The railroad was strategically located in Chicago; connections made at Forest Park and trackage rights allowed the Minneapolis, St. Paul & Sault Ste. Marie Railway ("Soo Line") (which had leased the Wisconsin Central in 1909) and the Chicago Great Western Railway access to Grand Central Station.

===Satellite stations===
The Baltimore and Ohio had two long-distance train stations on the line, on the periphery of Chicago, as passing into the city border en route to Grand Central Station. The B&O's grand Capitol Limited and its other Chicago-bound trains stopped at the stations.
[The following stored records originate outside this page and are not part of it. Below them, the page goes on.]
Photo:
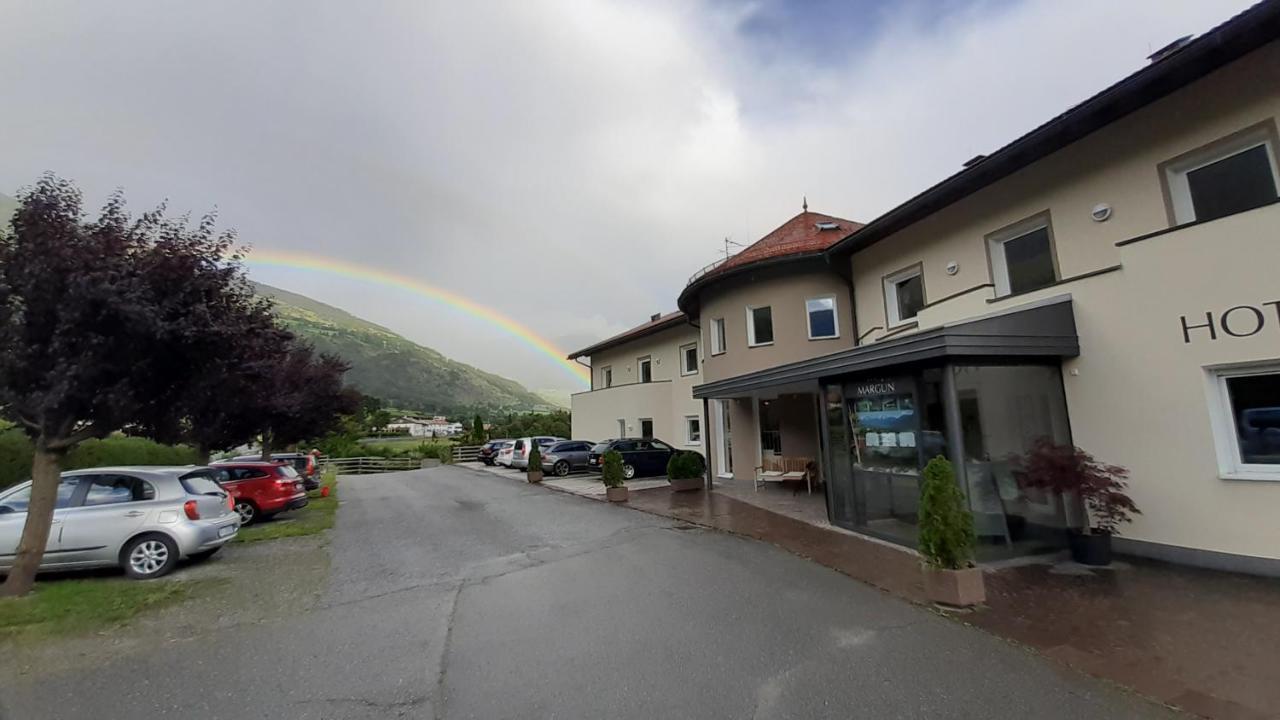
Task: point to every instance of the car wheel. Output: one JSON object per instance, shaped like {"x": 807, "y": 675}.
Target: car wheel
{"x": 149, "y": 556}
{"x": 247, "y": 511}
{"x": 204, "y": 555}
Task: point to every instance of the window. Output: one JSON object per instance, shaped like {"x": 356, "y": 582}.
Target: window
{"x": 1247, "y": 422}
{"x": 904, "y": 295}
{"x": 821, "y": 315}
{"x": 1225, "y": 177}
{"x": 693, "y": 429}
{"x": 110, "y": 490}
{"x": 1022, "y": 256}
{"x": 759, "y": 326}
{"x": 717, "y": 336}
{"x": 689, "y": 359}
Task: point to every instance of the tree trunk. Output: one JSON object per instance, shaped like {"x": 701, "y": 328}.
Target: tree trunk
{"x": 45, "y": 474}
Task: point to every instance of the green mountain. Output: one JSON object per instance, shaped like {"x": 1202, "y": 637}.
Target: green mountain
{"x": 389, "y": 367}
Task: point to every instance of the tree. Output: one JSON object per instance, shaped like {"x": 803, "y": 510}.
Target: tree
{"x": 307, "y": 399}
{"x": 103, "y": 326}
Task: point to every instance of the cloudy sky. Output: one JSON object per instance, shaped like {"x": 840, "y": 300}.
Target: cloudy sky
{"x": 566, "y": 163}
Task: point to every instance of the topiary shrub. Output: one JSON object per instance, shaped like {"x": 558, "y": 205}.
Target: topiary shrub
{"x": 611, "y": 470}
{"x": 686, "y": 465}
{"x": 946, "y": 525}
{"x": 535, "y": 458}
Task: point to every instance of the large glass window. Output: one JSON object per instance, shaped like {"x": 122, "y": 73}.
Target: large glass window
{"x": 1248, "y": 424}
{"x": 759, "y": 326}
{"x": 1004, "y": 411}
{"x": 821, "y": 313}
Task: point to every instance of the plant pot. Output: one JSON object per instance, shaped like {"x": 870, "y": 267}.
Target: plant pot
{"x": 955, "y": 588}
{"x": 686, "y": 484}
{"x": 1092, "y": 548}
The B&O's South Chicago Station was located approximately at 94th Street and Commercial Avenue, slightly to the southwest of the Calumet River's opening to Lake Michigan. Additionally, the Pere Marquette Railway's Night Express to Muskegon and Grand Rapids, Michigan and its Resort Special to Bay View, Michigan, also used the B&OCT lines through the city, as well as the two stations on the approach to Grand Central Station. The B&O's 63rd Street Station, in the South Lynne section of the city was the company's other station within Chicago en route to Grand Central Station.

The Chesapeake and Ohio Railway absorbed the Pere Marquette in 1947 and continued its trains to southwest Michigan. These were the last trains to run through the two stations when passenger service passed over to Amtrak in 1971. The B&O trains stopped serving the South Chicago station between 1968 and 1970.